Saturday, January 20, 2007

Real side of me



Thats how i express my WillPower nd Determination

Sunday, January 14, 2007

Am I the most stupid person in this world!!!....

why cant i trust someone completely.... why am i not able to think that,that someone is unselfish ..
why I am always so insecure abt my essence .. why i want that,that someone, who is special..to think about me, think abt me always... why am i so possessive in this regard.. why i always end up imagining pessimistic things... why am i writing this down.... is it becoz, i am the most stupid person in this world!!!!!!

I think i am being stupid becoz i am placing the key to my happiness in some other person's hand.. but is that wrong....

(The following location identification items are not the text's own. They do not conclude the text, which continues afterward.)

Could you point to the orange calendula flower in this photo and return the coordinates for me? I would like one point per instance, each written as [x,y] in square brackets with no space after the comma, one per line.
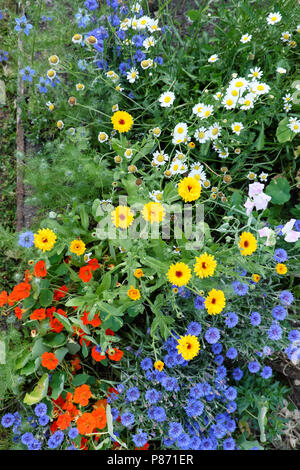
[49,360]
[138,273]
[86,423]
[82,395]
[281,268]
[133,293]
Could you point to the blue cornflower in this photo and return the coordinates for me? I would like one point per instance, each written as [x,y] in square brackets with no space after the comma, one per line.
[237,373]
[266,373]
[231,319]
[27,74]
[152,396]
[229,444]
[275,332]
[221,372]
[195,443]
[26,239]
[175,430]
[159,414]
[73,433]
[194,408]
[183,441]
[230,393]
[286,297]
[199,302]
[146,363]
[91,4]
[40,409]
[212,335]
[253,367]
[27,438]
[294,335]
[56,439]
[279,313]
[8,420]
[34,445]
[240,288]
[219,359]
[133,394]
[43,420]
[280,255]
[140,439]
[3,56]
[217,348]
[255,318]
[127,418]
[23,25]
[194,328]
[231,353]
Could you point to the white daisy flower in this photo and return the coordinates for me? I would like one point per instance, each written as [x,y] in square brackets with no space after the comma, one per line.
[237,127]
[263,176]
[132,75]
[213,58]
[214,131]
[246,38]
[166,99]
[255,73]
[273,18]
[198,109]
[294,125]
[201,135]
[149,42]
[160,158]
[280,70]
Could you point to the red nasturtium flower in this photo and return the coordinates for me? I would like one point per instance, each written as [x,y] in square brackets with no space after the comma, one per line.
[40,269]
[86,423]
[3,298]
[82,395]
[85,273]
[49,361]
[64,421]
[96,354]
[93,263]
[117,355]
[38,314]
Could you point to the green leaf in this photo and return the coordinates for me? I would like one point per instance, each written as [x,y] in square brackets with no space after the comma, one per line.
[39,391]
[279,190]
[54,339]
[284,133]
[57,384]
[45,297]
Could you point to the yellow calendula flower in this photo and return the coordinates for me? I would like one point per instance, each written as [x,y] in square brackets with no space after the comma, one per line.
[45,239]
[122,217]
[179,274]
[188,347]
[133,293]
[122,121]
[189,189]
[205,265]
[215,302]
[247,243]
[77,247]
[159,365]
[281,268]
[138,273]
[153,212]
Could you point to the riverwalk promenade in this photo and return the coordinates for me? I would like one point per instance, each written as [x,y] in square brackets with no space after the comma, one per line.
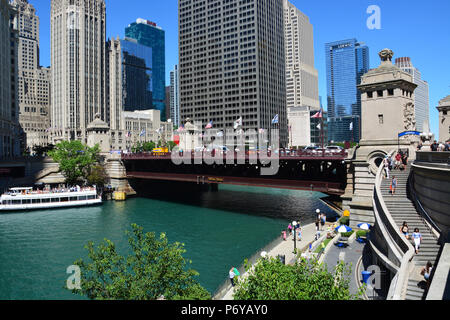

I had happiness with me being the center of my universe.. slowly the idea of someone else at that position came into me... from then onwards it has been different... dont know what made me think of those ideas .. sayad umra ka dosh ho...
but now my new definition of happiness is due to that change only..nd i am not sure whether its temporary or permanent..i may get that happiness n may get fed up with it.. so am i wise in pursuing it... but again how will i be sure of it until i pursue it to the end...

huhh.. i am laughing rt now.. coz i am confused...
there is no value i place for my life of now... i think i have a built a black hole inside me... which sucks every happiness...

this is dangerous...
u c... i am still surviving .. i am out here in this world.. heartless,jealous, cruel & intelligent enuff to hide it and even take advantage... so beware!!!!!!